Results shape: (35, 4)

Key Takeaways and Best Practices
After working through these examples, here are the essential principles for effective patch extraction in geospatial foundation models:
1. Understand Your Memory Constraints
- Calculate patch memory requirements before processing
- Use batch processing for large images
- Consider GPU memory limitations in your pipeline design
2. Choose Patch Size Strategically
- Small patches (8-16px): Capture fine details, more patches, higher memory
- Medium patches (32-64px): Balance detail and context, most common choice
- Large patches (128px+): Capture broad context, fewer patches, less memory
3. Select Padding Strategy Based on Your Use Case
- Crop: Speed-critical applications, overlapping patches
- Zero padding: Complete coverage required, simple implementation
- Reflect padding: Image quality critical, natural imagery
4. Consider Overlap for Better Performance
- No overlap: Fastest processing, good for classification
- 25-50% overlap: Better boundary handling, moderate cost increase
- 75%+ overlap: Maximum context, highest computational cost
5. Plan for Multi-Scale and Multi-Temporal Processing
- Design pipelines that can handle different patch sizes
- Ensure spatial alignment across time series
- Consider temporal consistency in patch extraction
6. Optimize for Your Specific GFM Architecture
- Match patch sizes to your model’s training configuration
- Consider spectral band requirements
- Plan for masked autoencoder training if applicable
Summary
Patch extraction is far more than a simple preprocessing step—it’s a critical design choice that affects every aspect of your geospatial AI pipeline.

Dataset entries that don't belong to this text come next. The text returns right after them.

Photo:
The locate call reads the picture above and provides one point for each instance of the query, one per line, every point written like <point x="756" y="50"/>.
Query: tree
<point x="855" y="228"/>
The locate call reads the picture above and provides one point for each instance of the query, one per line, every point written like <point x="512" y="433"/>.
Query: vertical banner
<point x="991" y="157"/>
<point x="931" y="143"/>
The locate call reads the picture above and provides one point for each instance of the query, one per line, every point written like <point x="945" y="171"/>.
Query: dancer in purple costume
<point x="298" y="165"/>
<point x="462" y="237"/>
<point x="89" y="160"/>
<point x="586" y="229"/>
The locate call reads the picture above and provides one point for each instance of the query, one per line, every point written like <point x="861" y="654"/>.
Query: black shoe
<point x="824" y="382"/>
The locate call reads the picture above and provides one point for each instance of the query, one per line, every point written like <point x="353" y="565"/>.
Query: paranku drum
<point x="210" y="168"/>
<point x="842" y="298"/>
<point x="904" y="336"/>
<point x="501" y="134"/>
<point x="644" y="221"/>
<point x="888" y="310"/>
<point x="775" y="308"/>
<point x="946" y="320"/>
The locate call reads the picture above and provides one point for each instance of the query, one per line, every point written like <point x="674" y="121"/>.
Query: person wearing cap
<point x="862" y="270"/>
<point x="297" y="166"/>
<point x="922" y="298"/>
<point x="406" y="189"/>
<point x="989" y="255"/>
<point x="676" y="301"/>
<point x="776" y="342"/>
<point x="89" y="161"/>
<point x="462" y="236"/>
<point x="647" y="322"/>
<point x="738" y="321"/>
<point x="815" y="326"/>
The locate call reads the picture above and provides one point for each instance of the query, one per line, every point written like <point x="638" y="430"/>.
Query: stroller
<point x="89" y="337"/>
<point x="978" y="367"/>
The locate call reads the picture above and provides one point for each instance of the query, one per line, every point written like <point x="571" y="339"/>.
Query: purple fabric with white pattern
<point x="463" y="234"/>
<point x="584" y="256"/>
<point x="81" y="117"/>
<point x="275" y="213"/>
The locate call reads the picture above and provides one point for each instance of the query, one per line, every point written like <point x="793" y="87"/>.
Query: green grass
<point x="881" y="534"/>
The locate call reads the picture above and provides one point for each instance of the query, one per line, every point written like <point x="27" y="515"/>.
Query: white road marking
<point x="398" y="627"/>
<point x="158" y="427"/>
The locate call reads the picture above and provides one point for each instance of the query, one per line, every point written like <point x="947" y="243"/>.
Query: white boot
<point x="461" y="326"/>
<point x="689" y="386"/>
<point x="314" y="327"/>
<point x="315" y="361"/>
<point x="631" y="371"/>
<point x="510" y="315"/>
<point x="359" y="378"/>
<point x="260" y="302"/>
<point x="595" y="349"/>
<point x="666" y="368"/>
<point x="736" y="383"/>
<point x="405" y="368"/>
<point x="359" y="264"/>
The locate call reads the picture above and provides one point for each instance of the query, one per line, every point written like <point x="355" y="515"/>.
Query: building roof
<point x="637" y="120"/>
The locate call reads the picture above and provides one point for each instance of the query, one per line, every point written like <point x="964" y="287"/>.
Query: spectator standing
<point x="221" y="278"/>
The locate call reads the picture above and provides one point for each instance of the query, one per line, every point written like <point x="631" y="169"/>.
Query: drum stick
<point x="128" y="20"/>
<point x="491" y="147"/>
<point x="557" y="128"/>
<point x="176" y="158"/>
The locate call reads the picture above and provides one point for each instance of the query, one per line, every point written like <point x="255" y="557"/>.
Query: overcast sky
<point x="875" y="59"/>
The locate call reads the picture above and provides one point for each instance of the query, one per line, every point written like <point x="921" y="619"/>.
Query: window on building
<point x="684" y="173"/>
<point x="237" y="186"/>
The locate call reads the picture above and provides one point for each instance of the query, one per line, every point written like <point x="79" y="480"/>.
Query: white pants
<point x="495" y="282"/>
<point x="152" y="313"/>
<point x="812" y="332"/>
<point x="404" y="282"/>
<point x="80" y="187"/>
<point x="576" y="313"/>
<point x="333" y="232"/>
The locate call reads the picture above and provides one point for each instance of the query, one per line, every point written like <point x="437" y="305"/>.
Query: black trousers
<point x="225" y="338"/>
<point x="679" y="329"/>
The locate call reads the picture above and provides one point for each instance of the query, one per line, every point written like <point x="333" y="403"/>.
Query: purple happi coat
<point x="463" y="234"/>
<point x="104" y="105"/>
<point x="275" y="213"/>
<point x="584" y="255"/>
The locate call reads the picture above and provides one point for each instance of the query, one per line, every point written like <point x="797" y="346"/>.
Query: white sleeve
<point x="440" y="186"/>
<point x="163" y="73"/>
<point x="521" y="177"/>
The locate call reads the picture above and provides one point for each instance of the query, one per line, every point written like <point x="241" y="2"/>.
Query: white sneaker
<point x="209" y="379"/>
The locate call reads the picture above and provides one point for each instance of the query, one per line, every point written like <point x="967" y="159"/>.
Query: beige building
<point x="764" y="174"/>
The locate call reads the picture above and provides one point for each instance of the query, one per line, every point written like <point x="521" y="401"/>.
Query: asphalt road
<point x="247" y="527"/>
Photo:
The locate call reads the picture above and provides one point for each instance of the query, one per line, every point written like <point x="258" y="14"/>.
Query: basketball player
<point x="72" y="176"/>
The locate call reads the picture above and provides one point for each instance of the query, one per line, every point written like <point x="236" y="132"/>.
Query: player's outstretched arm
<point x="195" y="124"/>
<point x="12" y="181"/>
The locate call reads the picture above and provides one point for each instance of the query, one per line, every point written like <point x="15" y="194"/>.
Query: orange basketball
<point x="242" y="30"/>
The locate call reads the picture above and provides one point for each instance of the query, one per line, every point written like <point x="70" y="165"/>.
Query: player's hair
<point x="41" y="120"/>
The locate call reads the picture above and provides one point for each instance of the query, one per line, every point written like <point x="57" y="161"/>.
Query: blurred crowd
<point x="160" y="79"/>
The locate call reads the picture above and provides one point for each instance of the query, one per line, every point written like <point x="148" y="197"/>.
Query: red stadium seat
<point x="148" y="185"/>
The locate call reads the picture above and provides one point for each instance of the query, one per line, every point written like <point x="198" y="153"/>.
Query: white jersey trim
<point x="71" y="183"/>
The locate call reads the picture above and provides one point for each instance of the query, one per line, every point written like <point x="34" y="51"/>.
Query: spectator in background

The strategies we’ve explored provide a foundation for making informed decisions about:
- Memory management and computational efficiency
- Information preservation vs. processing speed trade-offs
- Spatial context and boundary handling
- Multi-scale and temporal processing requirements
- Model architecture compatibility
As you develop your own geospatial foundation models, remember that the “best” patch extraction strategy depends entirely on your specific use case, data characteristics, and computational constraints. Use these examples as starting points, but always validate your choices with your own data and requirements.
The techniques demonstrated here form the foundation for the more advanced topics we’ll explore in subsequent chapters, including attention mechanisms, self-supervised learning, and model deployment at scale.